Mary Carlisle was born Gwendolyn Witter in 1914 in Boston, Massachusetts. Her parents were Arthur William and Leona Ella (Wotton) Witter. Born into a religious family, she was educated in a convent in Back Bay, Boston.

Sometime after her father's death, when she was 4,. Her mother married industrialist Henry J. Kaiser and the family relocated to Los Angeles. Mary's uncle, Robert Carlisle, a film editor and producer, allowed her to appear as an extra in the Jackie Coogan silent film Long Live the King (Victor Schertzinger, 1923).

The story goes that studio executive Carl Laemmle Jr. discovered Carlisle at the age of 14 while she was eating lunch with her mother at the Universal Studios canteen. Laemmle praised her for her angelic looks and offered her a screen test. Though she passed the test and started doing extra work at Universal, she was stopped by a welfare officer who noticed that she was underage and had to finish school first.

After completing her education, she headed to MGM. After a one-day basic tap-dancing lesson, she won a brief part alongside future star Ann Dvorak in a film. In 1930, Carlisle signed a one-year contract with MGM and had small parts in such films as Madam Satan (Cecil B. DeMille, 1930) and Passion Flower (William C. deMille, 1930).
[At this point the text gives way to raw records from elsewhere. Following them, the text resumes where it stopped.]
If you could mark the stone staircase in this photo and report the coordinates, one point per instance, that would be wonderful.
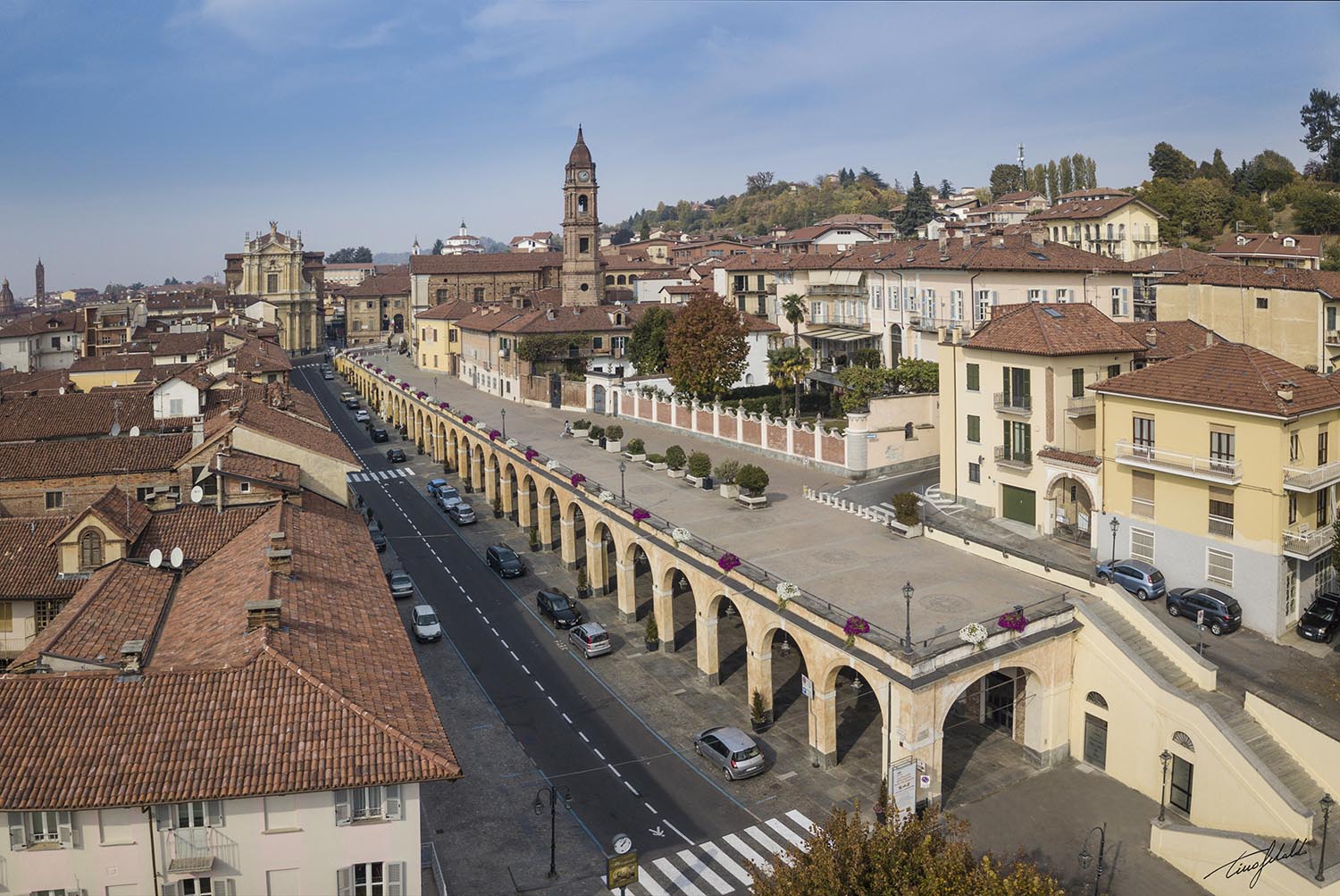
(1269, 753)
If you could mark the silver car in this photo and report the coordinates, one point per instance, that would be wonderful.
(591, 639)
(731, 749)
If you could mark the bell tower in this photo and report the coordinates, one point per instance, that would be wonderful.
(582, 283)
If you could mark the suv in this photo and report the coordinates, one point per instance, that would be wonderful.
(1141, 579)
(1222, 614)
(504, 561)
(731, 749)
(557, 607)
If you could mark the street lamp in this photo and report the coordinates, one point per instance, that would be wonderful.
(1163, 788)
(1326, 823)
(908, 596)
(1085, 858)
(554, 796)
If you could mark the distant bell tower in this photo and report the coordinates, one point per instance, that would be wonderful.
(582, 283)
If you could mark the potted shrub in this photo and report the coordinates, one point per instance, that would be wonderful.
(699, 469)
(674, 461)
(758, 711)
(753, 481)
(725, 474)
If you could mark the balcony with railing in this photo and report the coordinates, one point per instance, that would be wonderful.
(1013, 404)
(1311, 478)
(1149, 456)
(1013, 458)
(1304, 541)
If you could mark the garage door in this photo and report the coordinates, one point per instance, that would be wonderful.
(1018, 504)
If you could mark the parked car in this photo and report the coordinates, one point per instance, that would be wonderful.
(399, 582)
(557, 607)
(504, 561)
(1139, 577)
(591, 639)
(426, 628)
(1320, 620)
(732, 750)
(1222, 614)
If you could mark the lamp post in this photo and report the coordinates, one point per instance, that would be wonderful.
(1326, 823)
(908, 639)
(1163, 788)
(554, 807)
(1085, 858)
She also had a bit role in Grand Hotel (Edmund Goulding, 1932) as a bride named Mrs. Hoffman. Alongside Gloria Stuart and Ginger Rogers, she was one of the 15 WAMPAS Baby Stars in 1932.

Mary Carlisle
British postcard by De Reszke Cigarettes, no. 18. Caption: Born in 1914, Mary Carlisle entered films at the age of fifteen as the result of a try-out of a drama. She and Ann Dvorak were chosen out of 600 applicants. Her first role was with Jackie Coogan in If I Were King, and after playing leads in short subjects appeared in Grand Hotel and other films, and soon started making a name for herself in featured roles.

Mary Carlisle and Bing Crosby in Doctor Rhythm (1938)
British postcard by Art Photo, no. 169. Mary Carlisle and Bing Crosby in Doctor Rhythm (Frank Tuttle, 1938).

The standard prototype of the porcelain-pretty collegiate

Mary Carlisle's major acting break came when MGM "loaned" her out to Paramount to star in the musical comedy College Humor (Wesley Ruggles, 1933) alongside Bing Crosby. The performance was well regarded by critics and catapulted Carlisle to leading actress status.

She made two more films for Paramount with Crosby, Double or Nothing (Theodore Reed, 1937) and Doctor Rhythm (Frank Tuttle, 1938). Gary Brumburgh at IMDb: "She was the standard prototype of the porcelain-pretty collegiate and starry-eyed romantic interest in a host of Depression-era films. (...) Disappointed with the momentum of her career and her inability to extricate herself from the picture-pretty, paragon-of-virtue stereotype, Mary travelled and lived in London for a time in the late '30s."

Mary continued working for different studios, mainly in B-movies as a leading lady. One of Carlisle's few appearances in an A-movie was in Dance, Girl, Dance (Dorothy Arzner, 1940), opposite Lucille Ball and Maureen O'Hara. She acted in over 60 films in a career that spanned about a dozen years.

She retired after co-starring as the doctor's wife in the Horror film Dead Men Walk (Sam Newfield, 1943) with George Zucco. In 1942, Carlisle married British-born actor James Edward Blakeley, who later became an executive producer at 20th Century Fox. The couple had one son, James, and two grandchildren during their nearly 65-year marriage.

In later life, Carlisle was the manager of the Elizabeth Arden Salon in Beverly Hills, California. Her husband passed away in 2007. Carlisle died in 2018, at the Motion Picture & Television Fund, a retirement community for actors in Woodland Hills, Los Angeles. No cause of death was reported. She was believed to be 104, but never personally confirmed her age or birth date during her life. She is buried in Westwood Memorial Park in Los Angeles, California. In 1960, Carlisle received a star on the Hollywood Walk of Fame, at 6679 Hollywood Boulevard.

Mary Carlisle
Big German card by Ross Verlag. Photo: Paramount.